While it’s not unusual to have bad days at work (and some that even lead to dreams of quitting and retiring to a sunny island), deciding to actually resign is a big deal. How can you tell if you’re just going through a tough phase in your job or if it’s time to explore new opportunities? Consider these:
- Identify the root of the problem: Is the boss hindering your professional growth or maybe the culture isn’t a great match? Is your work environment toxic or maybe your daily commute or travel schedule is slowly killing you? Some things can be changed. Other problems will follow you. Either way, when you can pinpoint the major hurdle, you’ll be more equipped to overcome it.
- Craft an experiment: If the company is interested in retaining you and the root of your problem is boredom, they may be open to you taking on special projects or transitioning to a different department to learn a new function. Think about your longer-term career goals and identify skill gaps you’d like to close.

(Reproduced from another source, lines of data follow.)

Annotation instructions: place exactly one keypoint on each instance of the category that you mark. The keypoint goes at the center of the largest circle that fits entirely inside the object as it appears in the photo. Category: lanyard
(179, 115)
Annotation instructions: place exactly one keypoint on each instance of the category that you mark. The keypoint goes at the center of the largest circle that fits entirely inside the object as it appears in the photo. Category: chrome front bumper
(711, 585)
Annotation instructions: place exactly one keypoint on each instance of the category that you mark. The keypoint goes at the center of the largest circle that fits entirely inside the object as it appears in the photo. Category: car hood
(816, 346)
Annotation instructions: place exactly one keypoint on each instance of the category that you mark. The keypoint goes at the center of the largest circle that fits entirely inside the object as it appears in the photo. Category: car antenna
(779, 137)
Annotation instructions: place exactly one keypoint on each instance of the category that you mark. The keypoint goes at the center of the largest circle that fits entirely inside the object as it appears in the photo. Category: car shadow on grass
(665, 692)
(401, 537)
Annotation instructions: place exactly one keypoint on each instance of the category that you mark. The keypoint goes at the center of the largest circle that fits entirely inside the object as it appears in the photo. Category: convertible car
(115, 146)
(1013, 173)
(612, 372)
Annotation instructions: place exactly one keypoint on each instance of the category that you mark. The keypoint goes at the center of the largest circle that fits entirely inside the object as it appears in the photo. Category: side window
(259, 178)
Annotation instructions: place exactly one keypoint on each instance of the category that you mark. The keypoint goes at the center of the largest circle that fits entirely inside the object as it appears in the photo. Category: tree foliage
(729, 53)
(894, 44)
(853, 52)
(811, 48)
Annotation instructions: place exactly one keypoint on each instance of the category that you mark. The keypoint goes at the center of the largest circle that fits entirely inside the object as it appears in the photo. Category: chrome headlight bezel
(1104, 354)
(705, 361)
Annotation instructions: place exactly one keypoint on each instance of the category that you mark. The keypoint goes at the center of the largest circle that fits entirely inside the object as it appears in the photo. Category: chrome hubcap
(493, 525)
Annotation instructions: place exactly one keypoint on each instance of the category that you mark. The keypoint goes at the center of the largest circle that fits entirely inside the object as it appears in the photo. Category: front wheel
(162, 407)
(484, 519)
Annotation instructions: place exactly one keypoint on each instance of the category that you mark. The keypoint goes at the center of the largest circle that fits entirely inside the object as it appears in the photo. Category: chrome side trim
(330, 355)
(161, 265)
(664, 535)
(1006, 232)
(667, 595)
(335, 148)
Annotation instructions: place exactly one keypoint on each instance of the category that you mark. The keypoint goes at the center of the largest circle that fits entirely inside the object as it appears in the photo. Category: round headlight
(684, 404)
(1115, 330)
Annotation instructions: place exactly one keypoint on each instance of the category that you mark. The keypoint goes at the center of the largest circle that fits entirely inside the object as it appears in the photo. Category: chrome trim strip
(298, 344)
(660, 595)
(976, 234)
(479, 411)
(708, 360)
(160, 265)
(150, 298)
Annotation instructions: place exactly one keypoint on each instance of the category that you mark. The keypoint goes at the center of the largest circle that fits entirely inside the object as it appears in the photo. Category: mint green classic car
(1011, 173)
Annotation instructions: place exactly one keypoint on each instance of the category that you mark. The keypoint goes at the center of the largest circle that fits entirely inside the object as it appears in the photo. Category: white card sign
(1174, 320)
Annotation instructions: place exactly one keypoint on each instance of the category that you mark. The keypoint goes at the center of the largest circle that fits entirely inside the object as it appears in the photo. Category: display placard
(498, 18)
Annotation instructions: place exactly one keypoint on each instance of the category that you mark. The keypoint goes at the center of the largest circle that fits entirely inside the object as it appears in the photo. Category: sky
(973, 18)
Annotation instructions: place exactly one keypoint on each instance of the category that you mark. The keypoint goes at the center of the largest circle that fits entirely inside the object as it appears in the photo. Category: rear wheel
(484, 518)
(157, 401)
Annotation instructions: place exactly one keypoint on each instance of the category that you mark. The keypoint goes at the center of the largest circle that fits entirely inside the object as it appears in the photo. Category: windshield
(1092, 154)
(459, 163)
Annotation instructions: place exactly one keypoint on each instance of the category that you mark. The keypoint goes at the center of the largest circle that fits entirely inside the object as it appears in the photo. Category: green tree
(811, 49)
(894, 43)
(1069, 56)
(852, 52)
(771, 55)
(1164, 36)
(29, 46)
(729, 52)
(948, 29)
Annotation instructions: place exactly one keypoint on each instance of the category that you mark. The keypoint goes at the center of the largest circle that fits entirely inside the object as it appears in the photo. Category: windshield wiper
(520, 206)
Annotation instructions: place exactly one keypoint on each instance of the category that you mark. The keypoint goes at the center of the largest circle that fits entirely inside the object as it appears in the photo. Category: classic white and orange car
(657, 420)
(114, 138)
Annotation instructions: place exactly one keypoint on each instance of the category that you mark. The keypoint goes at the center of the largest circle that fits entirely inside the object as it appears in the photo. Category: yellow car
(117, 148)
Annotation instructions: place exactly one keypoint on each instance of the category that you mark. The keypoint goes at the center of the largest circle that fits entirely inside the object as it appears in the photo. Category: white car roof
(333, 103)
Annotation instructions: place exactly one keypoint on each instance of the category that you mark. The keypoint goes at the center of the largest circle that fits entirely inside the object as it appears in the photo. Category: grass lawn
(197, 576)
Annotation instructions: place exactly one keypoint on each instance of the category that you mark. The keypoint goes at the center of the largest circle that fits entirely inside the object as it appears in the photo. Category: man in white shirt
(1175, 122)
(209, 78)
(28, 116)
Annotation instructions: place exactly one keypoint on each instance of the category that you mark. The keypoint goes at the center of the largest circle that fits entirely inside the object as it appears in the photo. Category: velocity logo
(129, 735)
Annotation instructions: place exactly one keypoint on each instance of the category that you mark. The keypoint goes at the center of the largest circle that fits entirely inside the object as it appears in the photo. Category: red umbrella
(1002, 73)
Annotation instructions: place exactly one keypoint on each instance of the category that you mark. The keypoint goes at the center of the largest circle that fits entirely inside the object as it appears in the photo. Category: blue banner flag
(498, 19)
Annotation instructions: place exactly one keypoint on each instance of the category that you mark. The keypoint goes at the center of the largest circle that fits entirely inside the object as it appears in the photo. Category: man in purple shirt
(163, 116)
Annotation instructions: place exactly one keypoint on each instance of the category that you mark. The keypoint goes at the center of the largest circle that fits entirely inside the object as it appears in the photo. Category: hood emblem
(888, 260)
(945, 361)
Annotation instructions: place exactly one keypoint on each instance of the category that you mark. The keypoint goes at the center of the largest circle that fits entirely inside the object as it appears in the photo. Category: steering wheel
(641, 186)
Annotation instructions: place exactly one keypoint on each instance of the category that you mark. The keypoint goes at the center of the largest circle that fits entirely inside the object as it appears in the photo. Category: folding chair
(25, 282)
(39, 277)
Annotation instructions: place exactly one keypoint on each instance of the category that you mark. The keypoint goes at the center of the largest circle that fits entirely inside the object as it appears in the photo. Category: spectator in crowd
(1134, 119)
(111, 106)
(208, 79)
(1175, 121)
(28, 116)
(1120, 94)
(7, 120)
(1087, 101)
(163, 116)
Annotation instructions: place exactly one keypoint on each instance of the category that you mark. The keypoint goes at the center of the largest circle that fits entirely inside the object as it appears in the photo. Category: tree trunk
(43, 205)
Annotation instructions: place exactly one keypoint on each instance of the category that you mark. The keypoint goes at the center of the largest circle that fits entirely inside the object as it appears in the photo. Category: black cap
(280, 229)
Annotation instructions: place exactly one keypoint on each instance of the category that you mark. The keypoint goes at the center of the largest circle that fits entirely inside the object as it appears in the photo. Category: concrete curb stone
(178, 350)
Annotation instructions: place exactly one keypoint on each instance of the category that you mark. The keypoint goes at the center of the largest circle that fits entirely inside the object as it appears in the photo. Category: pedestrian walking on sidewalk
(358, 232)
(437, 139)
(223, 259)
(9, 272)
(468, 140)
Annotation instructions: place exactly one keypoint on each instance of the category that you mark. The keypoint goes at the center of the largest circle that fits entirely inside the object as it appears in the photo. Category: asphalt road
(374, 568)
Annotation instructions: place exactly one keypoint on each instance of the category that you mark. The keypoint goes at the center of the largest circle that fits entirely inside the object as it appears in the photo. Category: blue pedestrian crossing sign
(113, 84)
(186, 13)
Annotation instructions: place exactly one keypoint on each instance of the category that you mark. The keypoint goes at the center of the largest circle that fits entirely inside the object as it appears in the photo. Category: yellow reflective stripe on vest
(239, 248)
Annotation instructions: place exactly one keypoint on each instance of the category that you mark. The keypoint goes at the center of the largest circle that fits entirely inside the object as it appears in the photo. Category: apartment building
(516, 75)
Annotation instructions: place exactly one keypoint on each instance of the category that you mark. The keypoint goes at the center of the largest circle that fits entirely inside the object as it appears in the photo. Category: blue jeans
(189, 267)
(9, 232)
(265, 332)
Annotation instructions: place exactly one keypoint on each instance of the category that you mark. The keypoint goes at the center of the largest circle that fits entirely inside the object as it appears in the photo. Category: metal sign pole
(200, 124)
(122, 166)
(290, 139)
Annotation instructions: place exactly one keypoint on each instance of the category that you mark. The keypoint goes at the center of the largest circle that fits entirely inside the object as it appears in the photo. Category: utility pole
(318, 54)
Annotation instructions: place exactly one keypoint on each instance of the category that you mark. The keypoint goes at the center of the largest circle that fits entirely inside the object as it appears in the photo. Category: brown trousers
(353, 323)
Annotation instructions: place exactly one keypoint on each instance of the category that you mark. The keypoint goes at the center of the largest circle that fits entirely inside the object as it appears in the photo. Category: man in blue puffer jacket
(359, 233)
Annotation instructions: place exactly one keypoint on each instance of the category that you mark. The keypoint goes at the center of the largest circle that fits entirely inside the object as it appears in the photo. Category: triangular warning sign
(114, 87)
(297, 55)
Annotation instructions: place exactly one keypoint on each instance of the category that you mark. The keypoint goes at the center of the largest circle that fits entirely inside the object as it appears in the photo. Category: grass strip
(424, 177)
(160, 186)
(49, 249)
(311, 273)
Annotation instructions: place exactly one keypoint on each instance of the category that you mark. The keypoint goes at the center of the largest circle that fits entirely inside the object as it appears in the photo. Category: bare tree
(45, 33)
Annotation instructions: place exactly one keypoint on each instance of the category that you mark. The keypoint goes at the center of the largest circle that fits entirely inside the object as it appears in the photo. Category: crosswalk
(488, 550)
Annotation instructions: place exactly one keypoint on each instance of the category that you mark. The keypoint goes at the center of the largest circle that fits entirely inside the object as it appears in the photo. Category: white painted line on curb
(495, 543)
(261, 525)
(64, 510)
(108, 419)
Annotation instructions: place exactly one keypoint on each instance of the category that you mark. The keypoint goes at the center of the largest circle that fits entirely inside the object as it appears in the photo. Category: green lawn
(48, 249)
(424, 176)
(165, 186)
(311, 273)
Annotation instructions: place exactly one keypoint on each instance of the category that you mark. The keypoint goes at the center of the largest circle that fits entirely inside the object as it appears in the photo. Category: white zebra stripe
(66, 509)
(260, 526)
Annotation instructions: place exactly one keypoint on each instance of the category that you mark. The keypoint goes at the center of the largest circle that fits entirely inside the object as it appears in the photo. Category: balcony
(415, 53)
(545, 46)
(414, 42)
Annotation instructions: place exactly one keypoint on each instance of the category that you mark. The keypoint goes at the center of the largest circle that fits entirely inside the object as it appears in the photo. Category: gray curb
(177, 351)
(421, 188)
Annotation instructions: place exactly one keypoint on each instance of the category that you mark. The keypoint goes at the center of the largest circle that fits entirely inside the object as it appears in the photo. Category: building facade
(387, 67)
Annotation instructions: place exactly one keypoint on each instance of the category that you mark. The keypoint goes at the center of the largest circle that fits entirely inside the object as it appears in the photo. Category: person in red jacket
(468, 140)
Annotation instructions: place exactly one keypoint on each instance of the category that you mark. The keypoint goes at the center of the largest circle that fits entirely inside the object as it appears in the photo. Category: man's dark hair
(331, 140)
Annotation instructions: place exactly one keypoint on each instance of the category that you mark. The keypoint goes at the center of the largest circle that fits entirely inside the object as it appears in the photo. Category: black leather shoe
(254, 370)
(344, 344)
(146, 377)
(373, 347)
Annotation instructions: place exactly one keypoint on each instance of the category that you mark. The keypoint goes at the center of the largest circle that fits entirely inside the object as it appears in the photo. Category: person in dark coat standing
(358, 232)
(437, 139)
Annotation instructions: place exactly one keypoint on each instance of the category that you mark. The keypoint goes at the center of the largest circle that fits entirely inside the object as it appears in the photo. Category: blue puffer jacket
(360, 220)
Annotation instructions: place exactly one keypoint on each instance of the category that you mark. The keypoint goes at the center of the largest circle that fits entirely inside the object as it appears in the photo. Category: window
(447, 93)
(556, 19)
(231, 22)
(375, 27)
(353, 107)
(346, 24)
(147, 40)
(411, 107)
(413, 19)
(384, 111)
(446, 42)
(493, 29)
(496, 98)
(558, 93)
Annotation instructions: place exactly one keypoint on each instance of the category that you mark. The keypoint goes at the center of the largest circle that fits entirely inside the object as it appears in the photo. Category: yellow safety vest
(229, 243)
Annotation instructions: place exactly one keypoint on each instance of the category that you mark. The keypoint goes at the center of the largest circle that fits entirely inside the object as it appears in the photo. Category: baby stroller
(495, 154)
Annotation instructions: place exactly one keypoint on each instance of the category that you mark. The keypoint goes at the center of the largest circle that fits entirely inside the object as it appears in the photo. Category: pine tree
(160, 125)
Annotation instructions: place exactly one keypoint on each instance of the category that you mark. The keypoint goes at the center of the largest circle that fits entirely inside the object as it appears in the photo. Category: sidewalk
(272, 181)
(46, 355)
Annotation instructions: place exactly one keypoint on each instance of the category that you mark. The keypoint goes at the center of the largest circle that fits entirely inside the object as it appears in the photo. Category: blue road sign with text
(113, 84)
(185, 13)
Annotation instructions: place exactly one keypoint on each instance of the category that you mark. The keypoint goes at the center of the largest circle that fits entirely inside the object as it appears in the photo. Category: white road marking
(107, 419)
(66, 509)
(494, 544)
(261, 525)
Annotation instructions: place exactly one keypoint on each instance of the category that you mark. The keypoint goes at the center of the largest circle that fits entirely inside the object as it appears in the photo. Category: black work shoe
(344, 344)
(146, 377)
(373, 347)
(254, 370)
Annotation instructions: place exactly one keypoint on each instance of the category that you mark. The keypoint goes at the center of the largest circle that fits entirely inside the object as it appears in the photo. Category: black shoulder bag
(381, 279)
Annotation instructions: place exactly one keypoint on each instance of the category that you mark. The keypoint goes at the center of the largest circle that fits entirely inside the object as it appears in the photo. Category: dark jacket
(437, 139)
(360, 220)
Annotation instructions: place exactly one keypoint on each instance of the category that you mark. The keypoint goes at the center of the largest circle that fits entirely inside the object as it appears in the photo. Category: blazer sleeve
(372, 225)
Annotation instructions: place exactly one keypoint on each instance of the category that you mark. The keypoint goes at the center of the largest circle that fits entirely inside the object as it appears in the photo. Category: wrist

Even if you plan to leave the company down the road, you can use your remaining time wisely by building up your resume and relationships.
- Know where you’re going: You’ll always be more successful when you run TOWARD an exciting opportunity versus running AWAY from a bad situation. Once you identify the problem (see #1), next map out what your ideal situation looks like so that you can aim for that target. Even the least skilled interviewers can recognize the difference between motivation and desperation, so clarify your goal and communicate why you’re excited about it.
- Evaluate the landscape: If it’s been a while since you’ve changed roles, the market and skill sets may have shifted. Take time to understand your current value in the industry you’re targeting and be able to relay how the problems you solve contribute positively to a company’s bottom line. Reconnect with your network and get feedback on your candidacy. Also, get up to speed on the latest hiring trends. You don’t want to be blindsided by a request for a one-way video interview or miss a job opening because you’re not on social media.
- Look before you leap: Unemployment bias is real, therefore, it’s easier to land a new role while still employed since you’ll seem more attractive as a candidate. Sometimes a workplace is so toxic that it’s not possible to stay a moment longer, but if that’s not the case, continue to deliver your best work while engaging in a stealth job search after hours.
- Get creative: If you’re not able to change jobs now or the job search is taking longer than anticipated, keep your energy and motivation high by finding career fulfillment in other ways. Join a nonprofit board, take on a mentee, or enroll in continuing education courses. A positive attitude will be your best friend in an interview, so avoid feeling “stuck” by taking action. Bonus: These actions are great for networking, which may ultimately lead to your next opportunity!
- Don’t look back. Trust your gut to tell you when it’s time to move on. Most jobs have difficult periods, but if you constantly feel stressed, are getting physically ill (e.g., headaches, etc.), or if your relationships are suffering, it’s time to go.